Originally Posted by LoneStarMojo (Post 1724401)
Well I'm doing the traditional read of the entire UDS thread before I build my own and well.....little did I expect to find the S&M/UDS.....She dirdy.


If you have problems with temp controls it could be your pipes.They may be too tall to get a good draft.

DieselDawg 07-26-2011 12:19 PM

Quote:

Originally Posted by 1FUNVET (Post 1724723)
If you have problems with temp controls it could be your pipes.They may be too tall to get a good draft.

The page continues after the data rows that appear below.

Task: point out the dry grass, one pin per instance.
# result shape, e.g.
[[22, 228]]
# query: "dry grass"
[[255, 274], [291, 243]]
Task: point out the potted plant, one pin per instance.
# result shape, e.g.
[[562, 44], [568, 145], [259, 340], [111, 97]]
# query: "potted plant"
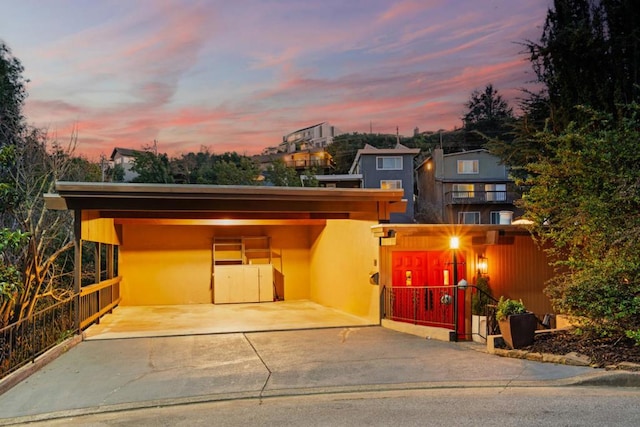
[[517, 325], [479, 301]]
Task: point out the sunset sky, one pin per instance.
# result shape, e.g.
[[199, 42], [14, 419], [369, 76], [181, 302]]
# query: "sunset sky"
[[238, 75]]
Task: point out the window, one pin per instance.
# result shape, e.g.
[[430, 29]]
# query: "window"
[[467, 166], [468, 217], [462, 191], [389, 163], [390, 184], [496, 192]]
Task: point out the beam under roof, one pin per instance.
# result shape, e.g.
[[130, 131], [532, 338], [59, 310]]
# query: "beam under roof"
[[118, 200]]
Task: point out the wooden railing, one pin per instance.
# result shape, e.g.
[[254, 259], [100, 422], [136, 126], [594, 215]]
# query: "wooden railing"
[[23, 341], [98, 299]]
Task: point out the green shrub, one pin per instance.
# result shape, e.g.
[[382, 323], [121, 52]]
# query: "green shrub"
[[507, 307]]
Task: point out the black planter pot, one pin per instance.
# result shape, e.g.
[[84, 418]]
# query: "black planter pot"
[[518, 330]]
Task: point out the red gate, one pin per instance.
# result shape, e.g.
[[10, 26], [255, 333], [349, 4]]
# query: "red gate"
[[422, 290]]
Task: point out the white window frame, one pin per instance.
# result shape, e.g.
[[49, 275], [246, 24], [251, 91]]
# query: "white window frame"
[[381, 160], [466, 167], [391, 184], [462, 215], [495, 192], [463, 191]]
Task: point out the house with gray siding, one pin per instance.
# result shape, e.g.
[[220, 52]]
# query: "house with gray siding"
[[468, 187], [388, 168]]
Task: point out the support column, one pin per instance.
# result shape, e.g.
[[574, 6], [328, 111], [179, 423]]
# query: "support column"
[[77, 264]]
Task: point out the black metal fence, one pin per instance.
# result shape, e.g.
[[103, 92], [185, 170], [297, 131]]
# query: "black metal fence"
[[23, 341], [420, 305], [433, 306]]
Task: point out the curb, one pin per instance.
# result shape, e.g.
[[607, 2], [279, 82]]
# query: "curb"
[[608, 379], [30, 368]]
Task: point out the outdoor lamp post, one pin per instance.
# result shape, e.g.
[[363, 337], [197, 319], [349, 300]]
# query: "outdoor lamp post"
[[454, 245]]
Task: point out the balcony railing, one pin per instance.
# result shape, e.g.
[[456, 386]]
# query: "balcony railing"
[[313, 163], [480, 197]]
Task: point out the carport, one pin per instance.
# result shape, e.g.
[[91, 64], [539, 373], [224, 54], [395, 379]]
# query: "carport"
[[178, 245]]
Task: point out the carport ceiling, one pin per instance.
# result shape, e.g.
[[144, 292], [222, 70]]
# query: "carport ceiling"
[[179, 201]]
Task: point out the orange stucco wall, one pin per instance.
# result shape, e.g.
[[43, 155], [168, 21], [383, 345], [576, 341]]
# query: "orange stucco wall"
[[97, 229], [163, 265], [343, 256], [171, 264]]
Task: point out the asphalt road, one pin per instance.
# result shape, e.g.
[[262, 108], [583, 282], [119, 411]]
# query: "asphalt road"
[[125, 374], [537, 406]]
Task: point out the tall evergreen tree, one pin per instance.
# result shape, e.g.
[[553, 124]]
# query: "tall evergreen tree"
[[488, 117], [589, 55]]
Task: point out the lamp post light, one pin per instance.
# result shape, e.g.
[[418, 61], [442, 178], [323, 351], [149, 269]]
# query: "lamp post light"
[[454, 244]]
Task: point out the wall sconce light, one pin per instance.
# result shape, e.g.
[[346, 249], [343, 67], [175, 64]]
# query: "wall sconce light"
[[483, 265], [454, 243], [389, 240]]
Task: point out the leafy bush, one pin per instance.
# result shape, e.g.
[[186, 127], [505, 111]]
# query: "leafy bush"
[[481, 297], [584, 201], [507, 307]]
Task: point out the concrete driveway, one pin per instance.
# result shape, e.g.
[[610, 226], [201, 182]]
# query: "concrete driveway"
[[104, 375], [198, 319]]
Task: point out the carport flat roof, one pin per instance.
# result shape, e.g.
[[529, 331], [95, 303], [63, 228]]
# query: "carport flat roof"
[[117, 200]]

I too had been wondering about the vertical pipes, and whether they'd be able to suck enough air into the bottom of the barrel. I decided to split the difference and use 12" up pipes. We'll see how that goes as far as maintaining temps. That's easy enough to change out if I need to just go back to horizontally mounted valves. I also plan to use a few thermometers in my UDS. I'm a "gauge guy" so I plan to have a long stem thermometer in the side, as well as a short one next to it so I can see the temperature difference between the edge and the center. I might put one in the lid, just for the fun of it. But I think it would also be useful to get a cheap-o oven thermometer and set it right on the grate next to the food. That way, when you open the lid to turn the food, you'll be able to see what the temp is right on the grate. If I keep this up, my poor UDS is going to look like the cockpit of a fighter jet! :doh:

FatDaddysBBQ 07-26-2011 12:35 PM

I have read up to about 125 in the past week and am very impressed with the level of information that is in this thread. I was wondering if anyone knows where I can get a drum in my area (Baltimore, MD) I am ready to get started. If I didnt have to burn out that would be great too since I'm in ..... Baltimore.